A spokesperson for Nashville Police Chief John Drake on Sunday identified the person of interest connected to the bomb detonated in downtown Nashville as Anthony Quinn Warner, 63, confirming Newsweek‘s previous reporting. A law enforcement official familiar with the investigation told Newsweek that officials searched the suspect’s address at 115 Bakertown Road in Antioch, Tennessee, on Saturday after receiving a tip linking Warner to an RV matching an image released by authorities.
Online LexisNexis records on Warner’s family and deeds obtained by Newsweek suggest that the suspect lived with his parents, Charles B. Warner and Betty Christine Lane, for years at 3724 Bakertown Road until his father’s death in July 2011. He continued to live with his mother for a while after Charles’ death before moving to another house on the same street.
The documents also revealed a series of unexplained property dealings between Warner, members of his family and Michelle Swing, a 29-year-old Los Angeles woman with ties to Tennessee. The suspect purchased the Antioch property that police searched on Saturday from a Charles Steven Warner, believed to be his brother, in 2010, and the other property on the same street, where he lived with his family, in 2018, according to property records.
On November 25, one month before the bombing, Warner sold the 115 Bakertown Road property to Swing for $0.00, according to a quitclaim deed. The deed confirmed that Warner and Swing were both unmarried at the time of the transaction.
The RV that detonated outside an AT&T transmission building at around 6:30 a.m. local time on December 25, injuring three people, damaging over 40 businesses and causing service outages that affected customers and 911 operations in the area.
Newsweek confirmed Saturday evening that the suspect’s late father worked for BellSouth, a telecommunications company that merged with AT&T in 2006, before his death. A senior law enforcement official said that investigators would pursue the lead to determine whether “there is any nexus between this bombing and his employment.”
Authorities have not released any information or photos of the suspect, nor have they publicly speculated on any clues as to a motive.
The ongoing investigation is still shrouded in mystery. A recorded warning, urging nearby people to evacuate the area, began playing from the RV roughly 15 minutes before it detonated.
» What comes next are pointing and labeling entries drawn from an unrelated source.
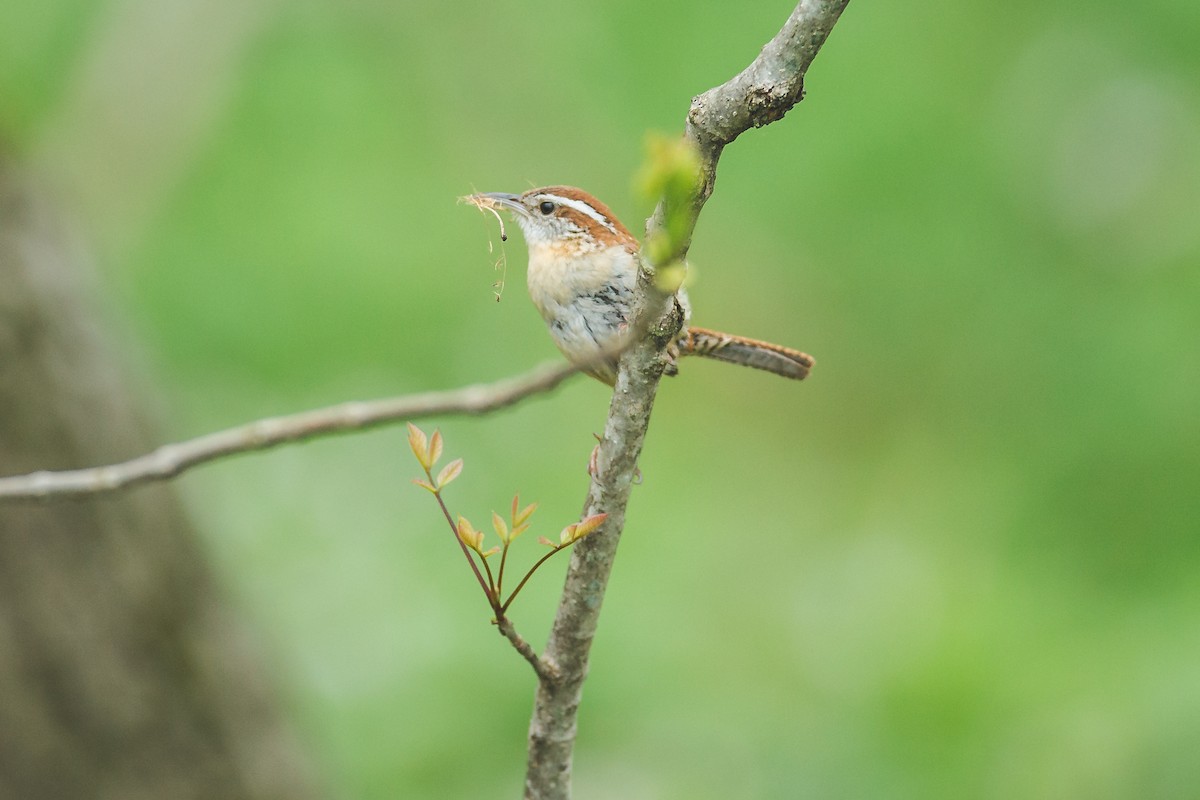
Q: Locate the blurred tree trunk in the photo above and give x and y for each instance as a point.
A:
(121, 672)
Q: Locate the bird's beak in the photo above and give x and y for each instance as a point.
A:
(502, 200)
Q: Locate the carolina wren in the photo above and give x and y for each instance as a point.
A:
(582, 270)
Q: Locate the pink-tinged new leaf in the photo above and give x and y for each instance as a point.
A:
(435, 446)
(520, 518)
(425, 485)
(420, 445)
(449, 473)
(502, 530)
(468, 535)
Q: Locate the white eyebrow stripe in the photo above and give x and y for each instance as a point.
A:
(582, 208)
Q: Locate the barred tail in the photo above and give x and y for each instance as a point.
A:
(749, 353)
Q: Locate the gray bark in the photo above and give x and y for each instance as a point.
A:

Authorities say more people could have been injured if they were not able to begin evacuations before the bomb went off. Officers had also moved their vehicles to outside the blast zone.
Officials said tissue, possibly human remains, was located at the scene of the incident, suggesting a suicide bombing had occurred. Two senior law enforcement sources told Newsweek on Saturday that federal investigators would swab Warner’s mother to determine a match to the possible remains found at the scene.
If her DNA is determined to be linked to the remains found in the RV, one law enforcement official said, the blast is likely to have been a suicide bombing.
The FBI declined Newsweek‘s request for further information on Sunday.